La parola all’avvocato
Sono anni che si discute se sia o meno opportuno ed equo che l’utilizzo non autorizzato di software costituisca reato come, attualmente, previsto dalla disciplina italiana sul diritto d’autore. Da una parte quanti hanno sempre sostenuto che si tratterebbe di un approccio eccessivo ed incongruo rispetto ai diritti tutelati e da una parte quanti – naturalmente capitanati dalle software house italiane e straniere – si dicono convinti che l’esistenza di una sanzione penale sia un deterrente irrinunciabile per la tutela del mercato del software. Quale che sia la "squadra" cui apparteniamo, ci interesserà sapere che la disciplina della materia, negli ultimi anni, ha formato oggetto di importanti interpretazioni e rivisitazioni ad opera dei giudici.

 

Usare software pirata non è reato
La sintesi – o, almeno, una delle possibili sintesi – delle conclusioni cui si è pervenuti è questa: il professionista che detiene ed utilizza, nell’ambito della propria attività professionale, software senza licenza, certamente, non commette reato e, forse, non lo commette neppure se prima di utilizzarlo e detenerlo lo ha autonomamente – e soprattutto abusivamente – duplicato. Dalla sintesi, torniamo all’analisi. La Corte di Cassazione ha, ormai da tempo [n.d.r. cfr.

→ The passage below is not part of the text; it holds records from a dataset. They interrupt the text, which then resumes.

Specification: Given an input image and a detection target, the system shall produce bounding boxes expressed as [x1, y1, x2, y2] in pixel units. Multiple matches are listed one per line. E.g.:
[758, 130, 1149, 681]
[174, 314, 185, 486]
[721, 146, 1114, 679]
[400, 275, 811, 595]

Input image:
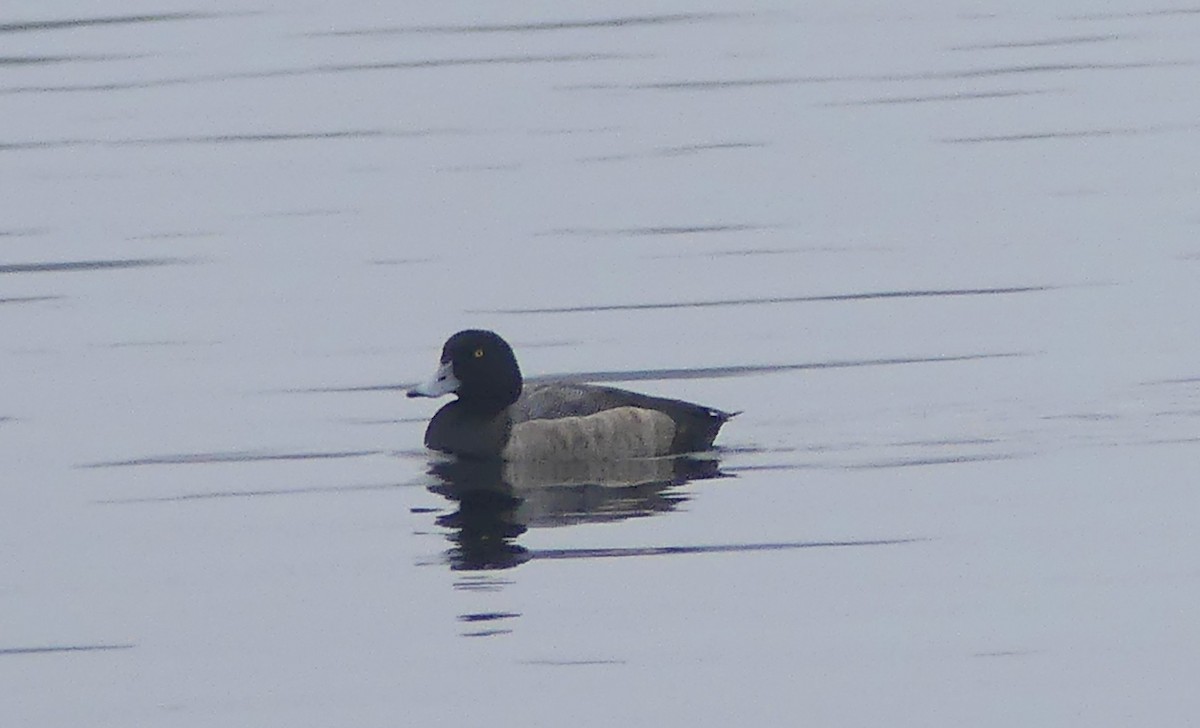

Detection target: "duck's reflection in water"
[430, 457, 722, 570]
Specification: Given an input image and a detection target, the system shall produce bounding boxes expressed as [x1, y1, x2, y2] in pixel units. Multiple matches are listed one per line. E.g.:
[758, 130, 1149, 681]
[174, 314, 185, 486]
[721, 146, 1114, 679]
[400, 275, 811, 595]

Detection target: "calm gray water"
[0, 0, 1200, 727]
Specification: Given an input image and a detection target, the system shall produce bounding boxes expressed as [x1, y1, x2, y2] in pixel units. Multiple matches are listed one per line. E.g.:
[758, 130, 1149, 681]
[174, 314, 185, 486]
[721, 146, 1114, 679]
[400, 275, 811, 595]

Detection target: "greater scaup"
[408, 329, 737, 461]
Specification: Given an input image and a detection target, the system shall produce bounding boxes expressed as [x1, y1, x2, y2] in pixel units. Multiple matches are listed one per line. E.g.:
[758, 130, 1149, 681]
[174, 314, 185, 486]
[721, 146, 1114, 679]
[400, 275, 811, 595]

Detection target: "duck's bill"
[408, 361, 458, 397]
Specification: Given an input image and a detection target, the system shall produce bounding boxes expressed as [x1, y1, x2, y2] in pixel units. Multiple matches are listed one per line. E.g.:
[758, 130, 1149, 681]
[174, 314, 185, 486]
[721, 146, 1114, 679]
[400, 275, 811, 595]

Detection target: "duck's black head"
[408, 329, 521, 413]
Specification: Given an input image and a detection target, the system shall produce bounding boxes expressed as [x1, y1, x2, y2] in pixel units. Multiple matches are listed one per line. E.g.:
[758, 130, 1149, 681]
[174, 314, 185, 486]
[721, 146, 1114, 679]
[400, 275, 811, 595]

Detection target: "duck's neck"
[425, 399, 512, 458]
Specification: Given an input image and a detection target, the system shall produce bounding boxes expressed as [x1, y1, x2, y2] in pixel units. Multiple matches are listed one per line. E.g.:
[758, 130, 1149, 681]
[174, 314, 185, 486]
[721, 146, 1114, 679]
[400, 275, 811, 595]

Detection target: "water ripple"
[0, 644, 137, 655]
[529, 539, 928, 559]
[0, 258, 186, 273]
[0, 12, 212, 32]
[482, 285, 1058, 314]
[311, 13, 743, 36]
[312, 351, 1032, 393]
[79, 450, 379, 468]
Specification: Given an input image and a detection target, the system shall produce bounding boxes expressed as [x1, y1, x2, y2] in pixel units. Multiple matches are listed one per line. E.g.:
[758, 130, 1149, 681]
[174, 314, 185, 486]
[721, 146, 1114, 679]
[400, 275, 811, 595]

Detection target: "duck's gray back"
[503, 407, 676, 461]
[509, 381, 733, 453]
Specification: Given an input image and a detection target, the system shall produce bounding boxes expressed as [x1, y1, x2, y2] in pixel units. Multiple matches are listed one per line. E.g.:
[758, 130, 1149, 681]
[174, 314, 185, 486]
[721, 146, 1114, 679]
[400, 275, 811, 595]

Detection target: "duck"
[407, 329, 738, 462]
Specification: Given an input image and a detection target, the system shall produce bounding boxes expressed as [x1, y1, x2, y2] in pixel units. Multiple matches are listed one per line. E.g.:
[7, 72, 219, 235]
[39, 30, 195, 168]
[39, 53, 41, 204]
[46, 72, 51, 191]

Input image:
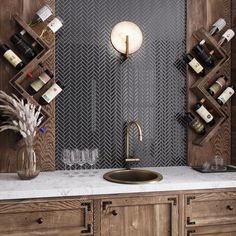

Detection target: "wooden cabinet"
[185, 224, 236, 236]
[0, 189, 236, 236]
[184, 191, 236, 236]
[101, 195, 178, 236]
[0, 199, 93, 236]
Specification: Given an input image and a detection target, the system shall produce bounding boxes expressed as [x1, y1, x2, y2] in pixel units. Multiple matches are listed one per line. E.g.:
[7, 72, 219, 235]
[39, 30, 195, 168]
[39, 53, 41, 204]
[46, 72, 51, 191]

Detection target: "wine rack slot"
[190, 28, 229, 146]
[9, 15, 53, 126]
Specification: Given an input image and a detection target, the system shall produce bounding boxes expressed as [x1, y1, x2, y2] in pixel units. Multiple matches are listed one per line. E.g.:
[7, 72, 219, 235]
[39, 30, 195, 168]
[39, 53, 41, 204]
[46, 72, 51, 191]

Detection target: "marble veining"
[0, 166, 236, 200]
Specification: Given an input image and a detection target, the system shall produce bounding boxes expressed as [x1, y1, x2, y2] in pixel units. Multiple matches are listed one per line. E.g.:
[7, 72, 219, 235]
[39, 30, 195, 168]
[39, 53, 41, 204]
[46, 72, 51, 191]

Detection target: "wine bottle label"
[188, 58, 203, 74]
[196, 105, 213, 123]
[190, 119, 205, 133]
[39, 72, 51, 84]
[48, 18, 62, 33]
[217, 87, 234, 104]
[36, 5, 52, 21]
[42, 83, 62, 103]
[30, 79, 45, 92]
[216, 77, 226, 87]
[213, 18, 226, 31]
[209, 82, 222, 94]
[3, 49, 22, 67]
[222, 29, 235, 42]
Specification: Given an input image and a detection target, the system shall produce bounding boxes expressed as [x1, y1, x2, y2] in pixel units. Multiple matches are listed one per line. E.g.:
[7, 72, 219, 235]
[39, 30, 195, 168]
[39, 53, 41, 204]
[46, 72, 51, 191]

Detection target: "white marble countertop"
[0, 166, 236, 200]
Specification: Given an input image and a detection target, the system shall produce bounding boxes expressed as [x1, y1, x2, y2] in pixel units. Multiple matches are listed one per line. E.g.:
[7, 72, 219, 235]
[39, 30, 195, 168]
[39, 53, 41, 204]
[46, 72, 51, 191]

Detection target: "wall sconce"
[111, 21, 143, 58]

Sentenza 22 dicembre 2009, n. 49385] chiarito che l’art. 171 bis della Legge sul diritto d’autore, richiede, ai fini della configurabilità del reato, che la detenzione, distribuzione o vendita di software avvenga "a scopo commerciale o imprenditoriale". L’attività professionale, secondo i Giudici della Cassazione, non è assimilabile ad attività imprenditoriale o commerciale con la conseguenza che se la detenzione si consuma in ambito professionale non può esservi reato. Il legislatore secondo i Giudici della Corte Suprema, infatti, non avrebbe sottratto dalla fattispecie di reato la sola detenzione "a scopo personale" come spesso sostenuto da Giudici e commentatori ma, al contrario, avrebbe stabilito che solo la detenzione a scopo commerciale o imprenditoriale costituisce reato, ritenendo quest’ultima, evidentemente, una condotta più grave della tante altre astrattamente verificabili tra le quali, appunto, la detenzione nell’ambito di un’attività professionale.